I decide to nip out for more booze in case he’s a no-show. This end of Eastfield Road is a rough place at night. There’s still plenty of people hanging around in doorways and sitting on car bonnets despite the cool wind and swirling mist. I smile at the guy behind the counter of the off-licence. I’d hate his job. It must be a constant battle against the shoplifters, but I feel safe inside the shop with all the security cameras, and it’s warmer than my flat.
After perusing most of the range, I purchase my usual cheap bottle. It tastes fine if it’s freezing cold, otherwise it makes me gag. I step outside and pet the shivering wee spaniel tied against the bin. It’s called Pebbles or Peebles. The elderly owner is Scottish and talks fast. As I step away, a group of young lads appear around the corner with an enormous dog, whose heavy breath steams in the air. It pads along, muscles rippling under the damp fur. It’s immediately clear who’s taking whom for a walk.
I step back and look at the vulnerable Pebbles, who’s seen the threat. There’s nothing he can do. He whimpers and accepts his fate. I’m not shocked either. It’s the way it
is around here. Survival of the fittest and law of the jungle, although usually the violence is between men. The boy holding the lead has sensed the danger. I pray for the Scotsman to leave the shop.
‘Woah, Ace. Stop, stop. Shit!’ panics the dog walker.
The rottweiler easily pulls himself over to the bin and stares down at a crouched-in-submission Pebbles, and opens his mouth. Butting in around here doesn’t pay. Ace isn’t hungry, he’s showing his strength. I don’t want to be his focus or attract the attention of the gang, but as Ace’s head lowers, I whistle. He stops and turns his huge head in the direction of the sharp sound. Empty eyes study me for a few seconds while he considers if I have anything of interest.

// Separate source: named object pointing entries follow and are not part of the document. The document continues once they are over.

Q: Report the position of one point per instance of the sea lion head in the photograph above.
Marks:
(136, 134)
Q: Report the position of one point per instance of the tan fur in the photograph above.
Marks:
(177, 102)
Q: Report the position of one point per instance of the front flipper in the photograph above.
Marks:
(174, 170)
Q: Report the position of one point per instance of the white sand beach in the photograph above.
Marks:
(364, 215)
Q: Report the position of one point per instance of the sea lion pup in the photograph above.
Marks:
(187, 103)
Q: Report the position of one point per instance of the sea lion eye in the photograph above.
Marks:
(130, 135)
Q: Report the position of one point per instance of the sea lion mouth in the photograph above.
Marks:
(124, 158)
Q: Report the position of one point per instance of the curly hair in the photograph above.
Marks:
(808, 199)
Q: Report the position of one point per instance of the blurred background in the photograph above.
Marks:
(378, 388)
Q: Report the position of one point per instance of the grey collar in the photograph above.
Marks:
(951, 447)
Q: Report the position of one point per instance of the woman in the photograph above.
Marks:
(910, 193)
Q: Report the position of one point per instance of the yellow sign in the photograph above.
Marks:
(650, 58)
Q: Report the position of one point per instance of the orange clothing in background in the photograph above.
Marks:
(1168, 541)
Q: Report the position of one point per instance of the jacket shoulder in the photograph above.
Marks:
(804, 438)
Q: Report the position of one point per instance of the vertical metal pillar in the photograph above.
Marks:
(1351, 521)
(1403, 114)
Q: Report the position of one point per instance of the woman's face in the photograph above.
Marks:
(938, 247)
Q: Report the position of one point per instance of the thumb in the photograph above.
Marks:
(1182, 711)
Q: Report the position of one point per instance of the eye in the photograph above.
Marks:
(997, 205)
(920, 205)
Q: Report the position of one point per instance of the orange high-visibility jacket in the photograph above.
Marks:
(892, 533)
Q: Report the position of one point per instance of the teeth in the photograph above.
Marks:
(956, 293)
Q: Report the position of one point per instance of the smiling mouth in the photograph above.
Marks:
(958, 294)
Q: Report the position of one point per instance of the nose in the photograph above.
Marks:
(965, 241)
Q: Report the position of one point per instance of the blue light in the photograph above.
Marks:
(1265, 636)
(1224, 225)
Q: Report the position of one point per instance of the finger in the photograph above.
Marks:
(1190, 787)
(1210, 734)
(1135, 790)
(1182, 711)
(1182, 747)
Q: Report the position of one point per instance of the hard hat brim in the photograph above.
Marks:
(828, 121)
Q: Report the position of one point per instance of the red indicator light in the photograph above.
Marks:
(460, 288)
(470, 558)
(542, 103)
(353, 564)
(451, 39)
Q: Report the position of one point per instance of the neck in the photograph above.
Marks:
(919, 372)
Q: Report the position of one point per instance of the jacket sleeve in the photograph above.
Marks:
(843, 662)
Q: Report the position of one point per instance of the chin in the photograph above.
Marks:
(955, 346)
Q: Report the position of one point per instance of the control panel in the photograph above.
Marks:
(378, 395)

I can almost sense his brain processing centuries of breeding, which tell him humans are his friend. He returns his gaze to Pebbles, who is not human. Sensing Ace’s body tensing to strike, I whistle again, but this time Ace only blinks in reply.
‘Help me, you twats,’ the desperate boy shouts at his mates as he tries to pull the beast back. At that moment, the Scotsman steps out of the shop, unclips Pebbles and whisks him away, carrying him down the street. He doesn’t look around and his expression doesn’t change. He’s lived here long enough to know the rules. I leave swiftly, too, and quickly forget.
Back home, I sit on one of the stools at the kitchen pull-out table. This is the part I enjoy most: the anticipation of the date. At this point, it’s all excitement and nervousness, although as the years have passed, I’ve felt less of both.
Nevertheless, I find myself humming the song about going to the chapel, and going to get married, when the doorbell sounds. A deep breath, then I let him in. When I open the door, I actually bark the beginnings of a howl of laughter before I prevent the rest of it falling out.
He doesn’t notice because he breezes past me with a bag containing clinking bottles and another that leaves a waft of Chinese food in its wake. He spots the kitchen, takes three bottles out of the bag and puts them in the fridge, despite two of them being red wine.